2. Synergy Silliness
CVS (CVS Quote) and Caremark (CMX Quote) are showing some incredible foresight. This week the big drugstore chain and the mail-order pharmacy sweetened their $22 billion merger plan. Scrambling to outflank Express Scripts' (ESRX Quote) unsolicited $25 billion offer, CVS dangled a special $2-a-share post-merger dividend. "As CVS and Caremark have worked our way through the merger process," said CVS chief Tom Ryan, "we have grown increasingly enthusiastic about the strategic benefits of our merger, and about the additional financial flexibility our partnership will create." Enthusiasm and financial flexibility have indeed been hallmarks of this deal.

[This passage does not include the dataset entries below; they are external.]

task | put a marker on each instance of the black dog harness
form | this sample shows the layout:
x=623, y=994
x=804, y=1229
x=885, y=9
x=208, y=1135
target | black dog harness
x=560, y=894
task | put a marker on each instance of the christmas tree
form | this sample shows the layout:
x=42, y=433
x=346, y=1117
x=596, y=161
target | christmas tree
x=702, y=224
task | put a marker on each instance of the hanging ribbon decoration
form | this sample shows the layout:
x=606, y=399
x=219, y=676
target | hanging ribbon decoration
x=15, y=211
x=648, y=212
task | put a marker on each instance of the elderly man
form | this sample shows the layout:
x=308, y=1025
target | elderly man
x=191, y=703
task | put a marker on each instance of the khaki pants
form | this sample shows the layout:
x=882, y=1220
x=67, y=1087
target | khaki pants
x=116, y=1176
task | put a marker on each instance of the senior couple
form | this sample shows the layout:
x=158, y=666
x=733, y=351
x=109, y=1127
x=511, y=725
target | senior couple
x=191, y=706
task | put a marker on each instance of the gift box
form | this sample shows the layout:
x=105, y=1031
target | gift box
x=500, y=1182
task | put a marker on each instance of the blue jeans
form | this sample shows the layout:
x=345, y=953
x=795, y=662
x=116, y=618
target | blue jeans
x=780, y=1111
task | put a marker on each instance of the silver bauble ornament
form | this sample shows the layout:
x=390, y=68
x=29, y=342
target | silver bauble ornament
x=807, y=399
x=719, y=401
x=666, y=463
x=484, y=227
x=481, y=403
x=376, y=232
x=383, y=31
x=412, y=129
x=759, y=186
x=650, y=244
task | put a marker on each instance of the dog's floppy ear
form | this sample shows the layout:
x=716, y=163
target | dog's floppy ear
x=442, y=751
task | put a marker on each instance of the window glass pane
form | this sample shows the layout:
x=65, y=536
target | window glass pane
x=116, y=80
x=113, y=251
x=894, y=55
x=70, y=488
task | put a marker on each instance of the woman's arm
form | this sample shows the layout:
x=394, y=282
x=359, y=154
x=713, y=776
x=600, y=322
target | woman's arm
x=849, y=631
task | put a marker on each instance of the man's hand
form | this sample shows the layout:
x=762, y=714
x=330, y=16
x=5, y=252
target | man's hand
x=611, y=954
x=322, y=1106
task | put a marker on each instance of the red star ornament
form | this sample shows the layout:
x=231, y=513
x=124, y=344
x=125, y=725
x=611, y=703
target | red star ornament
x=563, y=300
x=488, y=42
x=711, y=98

When CVS and Caremark announced their all-stock tie-up back on Nov. 1, they spoke of creating "a powerful force for change in pharmacy services." They promised "substantial operating synergies of approximately $400 million." But the synergy race was only getting started. On Jan. 4, two weeks after Express Scripts joined the bidding, CVS spoke of cost synergies that "we have conservatively estimated at $400 million." Three days later, CVS said its proposal was "now expected to create in excess of $500 million in realizable cost synergies" -- matching the rival Express Scripts estimates. This week, the companies revealed that beyond their huge and "conservatively" estimated cost savings, they now see "between $800 million and $1 billion in incremental revenues in 2008" -- and "significantly more thereafter."
These guys may need to have their prescriptions checked.
Dumb-o-Meter score: 91. "A new week, a new synergy number," Express Scripts chortles.